Every option I've seen for doing this seems to require reading all the data into a buffer, and then writing it back out, is there a way to more simply pass a dataset/dataspace from one file to another in order to append the data?
Have you investigated h5py Group .copy() method? Although documented as a group action, it works with any h5py object (groups, datasets, links and references). By default it copies object attributes, and supports recursive copying of group members. If you prefer a command line tool, the HDF Group has one to do this. Take a look at h5copy here: HDF5 Group h5 copy doc
Here is a example that demonstrates a simple h5py .copy() implementation. It creates a set of 3 files -- each with 1 dataset (named /dataset, dtype=float, shape=(10,10)). It then creates a NEW HDF5 file, and is followed by another loop to open the previous files and copies the dataset from the "read" file (h5r) to the new "write" file (h5w).
for i in range (1,4):
with h5py.File('SO_68025342_'+str(i)+'.h5',mode='w') as h5f:
arr = np.random.random(100).reshape(10,10)
h5f.create_dataset('dataset',data=arr)
with h5py.File('SO_68025342_all.h5',mode='w') as h5w:
for i in range (1,4):
with h5py.File('SO_68025342_'+str(i)+'.h5',mode='r') as h5r:
h5r.copy('dataset', h5w, name='dataset_'+str(i) )
Here is a method to copy data from multiple files to a single dataset in the merged file.
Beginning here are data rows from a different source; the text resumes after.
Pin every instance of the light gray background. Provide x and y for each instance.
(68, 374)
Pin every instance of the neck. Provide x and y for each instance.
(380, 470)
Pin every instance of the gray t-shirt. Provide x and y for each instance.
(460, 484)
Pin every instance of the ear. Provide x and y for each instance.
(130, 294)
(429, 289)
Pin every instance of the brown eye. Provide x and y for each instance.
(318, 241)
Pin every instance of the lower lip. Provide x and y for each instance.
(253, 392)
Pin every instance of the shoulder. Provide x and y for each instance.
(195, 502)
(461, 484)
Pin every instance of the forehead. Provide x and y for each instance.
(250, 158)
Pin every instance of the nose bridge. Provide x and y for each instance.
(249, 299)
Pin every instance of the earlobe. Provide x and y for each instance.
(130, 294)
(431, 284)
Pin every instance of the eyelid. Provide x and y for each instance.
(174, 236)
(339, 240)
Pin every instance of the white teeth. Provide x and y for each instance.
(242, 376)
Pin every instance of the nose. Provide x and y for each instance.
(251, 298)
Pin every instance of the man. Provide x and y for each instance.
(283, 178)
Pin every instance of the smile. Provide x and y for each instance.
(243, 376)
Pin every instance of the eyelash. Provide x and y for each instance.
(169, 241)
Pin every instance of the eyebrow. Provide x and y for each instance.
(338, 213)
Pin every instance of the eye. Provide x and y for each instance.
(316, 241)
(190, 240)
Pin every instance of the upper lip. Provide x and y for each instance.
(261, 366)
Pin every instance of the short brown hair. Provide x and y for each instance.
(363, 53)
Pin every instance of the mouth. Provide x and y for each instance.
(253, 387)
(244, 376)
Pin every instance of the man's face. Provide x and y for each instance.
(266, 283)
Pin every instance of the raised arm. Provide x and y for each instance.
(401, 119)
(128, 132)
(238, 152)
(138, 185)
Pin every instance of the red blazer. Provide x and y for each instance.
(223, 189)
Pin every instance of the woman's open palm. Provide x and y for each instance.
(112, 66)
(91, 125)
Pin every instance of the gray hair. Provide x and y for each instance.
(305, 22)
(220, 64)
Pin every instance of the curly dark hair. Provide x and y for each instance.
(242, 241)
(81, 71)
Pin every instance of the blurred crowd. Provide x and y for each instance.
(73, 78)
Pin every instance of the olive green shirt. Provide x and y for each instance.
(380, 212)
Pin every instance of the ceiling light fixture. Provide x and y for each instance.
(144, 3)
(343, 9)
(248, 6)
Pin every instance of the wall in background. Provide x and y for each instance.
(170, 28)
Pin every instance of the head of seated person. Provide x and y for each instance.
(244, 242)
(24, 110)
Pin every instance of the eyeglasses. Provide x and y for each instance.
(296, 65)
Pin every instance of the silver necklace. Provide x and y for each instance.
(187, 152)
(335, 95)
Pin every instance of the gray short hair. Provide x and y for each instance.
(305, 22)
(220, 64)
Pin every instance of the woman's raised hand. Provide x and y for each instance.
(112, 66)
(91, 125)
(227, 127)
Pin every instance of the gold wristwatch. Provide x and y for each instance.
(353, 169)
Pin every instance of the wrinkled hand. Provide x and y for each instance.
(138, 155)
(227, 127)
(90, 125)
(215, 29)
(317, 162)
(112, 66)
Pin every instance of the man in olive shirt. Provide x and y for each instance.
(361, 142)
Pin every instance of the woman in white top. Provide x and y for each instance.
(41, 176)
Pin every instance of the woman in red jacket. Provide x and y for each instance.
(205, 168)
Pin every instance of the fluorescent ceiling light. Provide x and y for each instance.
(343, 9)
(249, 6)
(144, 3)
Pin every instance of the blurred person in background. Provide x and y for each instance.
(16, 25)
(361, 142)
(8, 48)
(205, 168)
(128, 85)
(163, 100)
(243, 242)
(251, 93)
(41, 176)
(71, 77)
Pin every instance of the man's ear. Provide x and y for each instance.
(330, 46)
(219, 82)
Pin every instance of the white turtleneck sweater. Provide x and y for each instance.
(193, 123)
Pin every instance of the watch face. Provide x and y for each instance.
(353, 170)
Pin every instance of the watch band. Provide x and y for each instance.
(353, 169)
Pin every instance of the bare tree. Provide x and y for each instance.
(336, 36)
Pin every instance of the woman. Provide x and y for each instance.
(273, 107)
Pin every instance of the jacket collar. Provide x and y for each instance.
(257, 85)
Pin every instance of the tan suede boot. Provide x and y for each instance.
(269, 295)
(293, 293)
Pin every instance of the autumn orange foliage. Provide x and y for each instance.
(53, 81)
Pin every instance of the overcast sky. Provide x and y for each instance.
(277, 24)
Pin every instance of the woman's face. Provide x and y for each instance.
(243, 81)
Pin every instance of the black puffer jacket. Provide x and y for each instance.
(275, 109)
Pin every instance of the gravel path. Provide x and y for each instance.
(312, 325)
It comes with caveats: 1) all datasets must have the same shape, and 2) you know the number of datasets in advance to size the new dataset. (If not, you can create a resizeable dataset by addingmaxshape=(None,a0,a1), and then use .resize() as needed. I have another post with 2 examples here: How can I combine multiple .h5 file? Look at Methods 3a and 3b.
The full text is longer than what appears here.